I knew the whole thing was going pear-shaped when I had a mini meltdown over the color scheme. Everything I’d already purchased or made was wrong or cheap-looking or bad, and it all had to go. Immediately. Hysterics ensued. Jason may or may not have kept himself awake at night, fretting that he’d agreed to commit himself to a person who would be better off being committed to an asylum.

Then we bought a house.

You’d think that buying a house would be a good distraction from the wedding planning, something to ground me and help me focus on the bigger picture, but instead it made me freak out more: about money, about moving, about whether the house would look magazine-perfect for all of the family members that have never visited before and may never visit again, to justify what I’ve been doing with myself for the last decade I’ve been living here, to prove that I’m a capable adult with decent taste who can handle both running a household and planning an event at the same time. It certainly didn’t help that the day after we closed and received our keys, Jason turned to me and said, “I think we’ve made a mistake. We could have gotten a better house for the money we spent, it looks so old and outdated and I’ve been checking into how soon we can sell.”

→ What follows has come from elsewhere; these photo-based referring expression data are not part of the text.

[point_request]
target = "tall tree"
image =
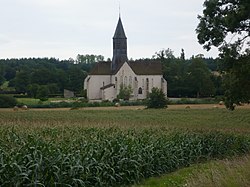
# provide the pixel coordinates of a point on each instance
(225, 24)
(200, 78)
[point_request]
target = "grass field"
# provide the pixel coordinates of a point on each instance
(115, 147)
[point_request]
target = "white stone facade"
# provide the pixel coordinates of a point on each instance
(107, 87)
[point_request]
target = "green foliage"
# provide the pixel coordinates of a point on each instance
(221, 19)
(7, 101)
(156, 99)
(105, 157)
(25, 74)
(125, 92)
(200, 79)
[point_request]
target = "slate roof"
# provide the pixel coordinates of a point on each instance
(119, 31)
(107, 86)
(140, 67)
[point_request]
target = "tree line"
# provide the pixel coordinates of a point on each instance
(43, 77)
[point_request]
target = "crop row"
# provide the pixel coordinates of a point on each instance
(105, 157)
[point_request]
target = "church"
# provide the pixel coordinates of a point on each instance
(106, 78)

If I looked back of the last year and a half and tried to pinpoint the moment that I became certifiable, I’d say that was likely it. The next week became a whirlwind of patching, painting, and worrying that we’d just dropped a fortune on a stinking bog of a house that would eventually tear everything apart, including our relationship and possibly the fabric of space-time. I couldn’t sleep. I cried and painted and cried. I bit my nails to ragged, bloody stumps. I ate compulsively. And when I wasn’t working on house stuff, gnawing on my hands, or stuffing my face, I was thinking about the wedding.

We didn’t do anything or go anywhere for months. Whenever we were invited out, I’d think about how comparatively piss-poor my wedding planning was going to the glossy magazine photos and multitude of wedding blogs, and I’d decline in order to stay home and tear at myself some more.

Ultimately, as all things with hard deadlines do, the day came and went, and it was relatively wedding-shaped, and not all that remarkable, given the time, effort, and money we’d put into it. But in retrospect, I don’t know what I was expecting from the day, other than being married at the end of it. Cheers? Recognition? I don’t know how I could have ever thought that anyone would be as invested in the details of one party as I was–that’s just unreasonable on its face. There’s no way it stood a chance of being the best day of my life: it would be utterly depressing to think that everything from that point is downhill. Life is far too interesting and vibrant for it to be over for me at thirty-one.

So a year and a half lost to obsession, and what did I get out of it? Cold pizza, about a half sip of champagne, one bite of frosting, I fell on my ass during the father daughter dance, there was complaining about how dark it was, my guest list, and my seating chart, a baby screeching through my wedding vows, and about two photos where I don’t look like the fattest, whitest whale that ever beached itself at a wedding venue. Fuck it. I’m married. I’m a homeowner. What we’ve completed on the house looks great. I never have to plan another fucking wedding. And I’ve got myself back: that alone is worth everything.